Urban centers and American English lexical variation

William Kretzschmar

Sat. 4:00-5:40 D

We now have an opportunity to reexamine with new quantitative methods the position of Kurath and McDavid on the relationship of settlement history and the role of colonial cities in the creation of American dialect patterns. It has recently become possible to generate maps for the Linguistic Atlas of the Middle and South Atlantic States (LAMSAS, field work in the 1930s and 1940s) which plot, for every location in the survey area, the probability that a target linguistic feature might have been elicited there at the time of the survey. Maps were created for 115 vocabulary variants, every lexical variant that was elicited from 50 or more of the 1,162 LAMSAS speakers for those 15% of the questions from the LAMSAS survey that have been entered so far into computer storage. The principal benefit of use of these maps is that each map gives a comprehensive analysis of the feature whose distribution it illustrates, and that the set of maps provides comprehensive coverage of the evidence so far available on computer.

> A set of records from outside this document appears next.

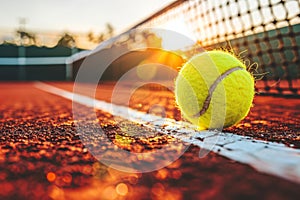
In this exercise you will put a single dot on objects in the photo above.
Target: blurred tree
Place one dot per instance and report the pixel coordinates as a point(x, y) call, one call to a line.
point(67, 40)
point(108, 33)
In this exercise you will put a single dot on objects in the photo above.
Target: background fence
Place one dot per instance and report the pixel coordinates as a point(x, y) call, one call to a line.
point(267, 31)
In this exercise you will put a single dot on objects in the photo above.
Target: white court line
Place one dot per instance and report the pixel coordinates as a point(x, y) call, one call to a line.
point(267, 157)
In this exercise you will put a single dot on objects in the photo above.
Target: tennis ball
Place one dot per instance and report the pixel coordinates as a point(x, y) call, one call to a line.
point(214, 90)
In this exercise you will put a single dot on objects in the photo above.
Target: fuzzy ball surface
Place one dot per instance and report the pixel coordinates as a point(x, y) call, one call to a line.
point(214, 90)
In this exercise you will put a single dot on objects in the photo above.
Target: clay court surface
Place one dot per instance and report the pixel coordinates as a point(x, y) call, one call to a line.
point(42, 156)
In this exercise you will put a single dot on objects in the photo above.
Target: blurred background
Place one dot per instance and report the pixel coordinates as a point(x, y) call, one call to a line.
point(48, 40)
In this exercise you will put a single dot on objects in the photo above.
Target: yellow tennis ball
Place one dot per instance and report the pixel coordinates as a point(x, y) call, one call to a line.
point(214, 90)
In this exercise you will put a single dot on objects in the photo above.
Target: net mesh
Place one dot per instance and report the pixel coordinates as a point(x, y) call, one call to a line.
point(266, 31)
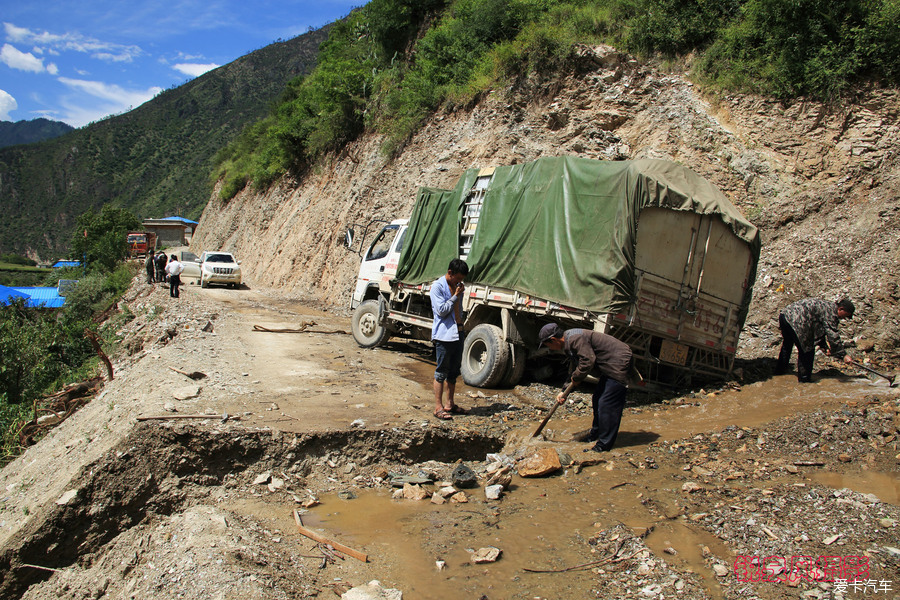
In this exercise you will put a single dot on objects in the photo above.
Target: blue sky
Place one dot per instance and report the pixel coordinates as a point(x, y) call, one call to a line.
point(80, 61)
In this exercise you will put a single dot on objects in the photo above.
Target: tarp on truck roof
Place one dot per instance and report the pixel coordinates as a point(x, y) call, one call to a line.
point(560, 228)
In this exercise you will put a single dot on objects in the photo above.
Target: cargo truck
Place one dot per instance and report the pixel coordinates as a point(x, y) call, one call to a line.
point(140, 242)
point(644, 250)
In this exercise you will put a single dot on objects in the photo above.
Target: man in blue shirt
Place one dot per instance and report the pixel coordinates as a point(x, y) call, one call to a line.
point(447, 335)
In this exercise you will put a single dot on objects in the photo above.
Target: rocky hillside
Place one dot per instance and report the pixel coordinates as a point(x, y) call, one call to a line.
point(820, 181)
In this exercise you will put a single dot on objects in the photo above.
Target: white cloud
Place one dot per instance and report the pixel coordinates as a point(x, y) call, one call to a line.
point(111, 92)
point(7, 105)
point(73, 42)
point(114, 100)
point(23, 61)
point(194, 69)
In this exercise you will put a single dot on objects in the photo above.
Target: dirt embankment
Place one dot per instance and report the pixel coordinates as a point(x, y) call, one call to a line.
point(698, 491)
point(821, 181)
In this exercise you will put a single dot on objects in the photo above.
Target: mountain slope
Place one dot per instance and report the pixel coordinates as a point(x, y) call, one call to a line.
point(154, 160)
point(822, 183)
point(27, 132)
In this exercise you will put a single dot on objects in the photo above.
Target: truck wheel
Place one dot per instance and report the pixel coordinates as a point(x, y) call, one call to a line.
point(516, 367)
point(485, 356)
point(367, 331)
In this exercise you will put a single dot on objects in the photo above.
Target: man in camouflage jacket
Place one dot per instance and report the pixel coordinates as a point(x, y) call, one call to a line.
point(806, 324)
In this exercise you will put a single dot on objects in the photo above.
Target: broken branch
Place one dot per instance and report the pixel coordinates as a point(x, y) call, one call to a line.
point(323, 540)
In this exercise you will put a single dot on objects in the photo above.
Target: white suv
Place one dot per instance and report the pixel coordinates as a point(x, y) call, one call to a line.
point(219, 267)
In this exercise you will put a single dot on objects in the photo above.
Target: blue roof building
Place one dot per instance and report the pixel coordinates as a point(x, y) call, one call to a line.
point(39, 297)
point(60, 264)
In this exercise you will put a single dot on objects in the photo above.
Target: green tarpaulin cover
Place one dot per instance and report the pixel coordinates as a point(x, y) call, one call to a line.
point(559, 228)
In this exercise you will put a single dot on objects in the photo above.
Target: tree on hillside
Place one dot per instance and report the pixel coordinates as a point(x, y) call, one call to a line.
point(100, 239)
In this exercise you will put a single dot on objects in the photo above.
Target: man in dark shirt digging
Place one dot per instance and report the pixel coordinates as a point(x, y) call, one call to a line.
point(609, 359)
point(809, 323)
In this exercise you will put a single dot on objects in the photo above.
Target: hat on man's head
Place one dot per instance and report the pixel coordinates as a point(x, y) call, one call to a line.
point(847, 306)
point(548, 331)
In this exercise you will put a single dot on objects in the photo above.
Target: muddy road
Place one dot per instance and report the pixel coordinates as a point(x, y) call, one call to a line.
point(706, 494)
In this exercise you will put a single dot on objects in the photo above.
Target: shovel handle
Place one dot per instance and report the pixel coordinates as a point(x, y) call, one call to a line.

Comparison of the maps to Kurath's isoglosses reveals certain problems, and the whole set of maps do not appear to confirm Kurath's regional patterns. The strongest conclusion to be drawn from observation of the entire set of maps is assent to the old saw of dialectologists, "each word has its own history". In order to assess the participation of cities in patterns in the set of variants, I checked the probability of occurrence of each variant in each of 20 cities: Rochester, New York City (NY); Philadelphia, Harrisburg, Pittsburgh (PA); Baltimore (MD); Washington (DC); Charleston (WV); Richmond, Norfolk, Roanoke (VA); Raleigh, Wilmington, Charlotte (NC); Charleston, Columbia, Greenville (SC); and Savannah, Augusta, Atlanta (GA). For more detailed studies I reduced the data set to just those (58) variants which occurred with 75% to 100% probability in at least one city ("marked" forms). Calculations based on the distribution of the variants within the set of variants and between cities confirm earlier studies of the structure of lexical variation (e.g. Kretzschmar, Johnson). Manipulation of lists of marked features by city (in tables similar to those used in implicational scaling) suggest new ideas about relationships between urban centers, especially in terms of the classic work of Kurath and McDavid.